There was more joy to experience later that night at the stand-up showcase featuring the cast of Fox's Bob's Burgers. Sets from the animated show's stars Kurt Braunohler, Larry Murphy, and Dan Mintz were uneven, with a mix of killer laugh lines, bad impressions, and – ugh – rape jokes, those old comedy standbys. Those performances were bookended, though, by Eugene Mirman sharing his old report cards, letters to his parents from teachers, and high school notebooks – like a performance on Mortified by a stand-up who usually works theatres – and by Daily Show correspondent (and recurring 30 Rock actor) Kristen Schaal.

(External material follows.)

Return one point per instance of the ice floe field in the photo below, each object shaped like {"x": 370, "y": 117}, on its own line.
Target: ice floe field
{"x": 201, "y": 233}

Schaal's brand of comedy is weird, in italics like that, and eschews jokes for absurdist performance art. She came onto the stage delivering a spoken-word rendition of Guns n' Roses' "Welcome to the Jungle," threatened a 90-minute knock-knock joke, read a prolonged riff on The Vagina Monologues about a "body part we're ashamed of" that has no medical name, and concluded by performing an adaptation of Hans Christian Andersen's "The Little Match Girl," because – well, because it's SXSW Comedy, and it has entered some serious "anything goes" territory.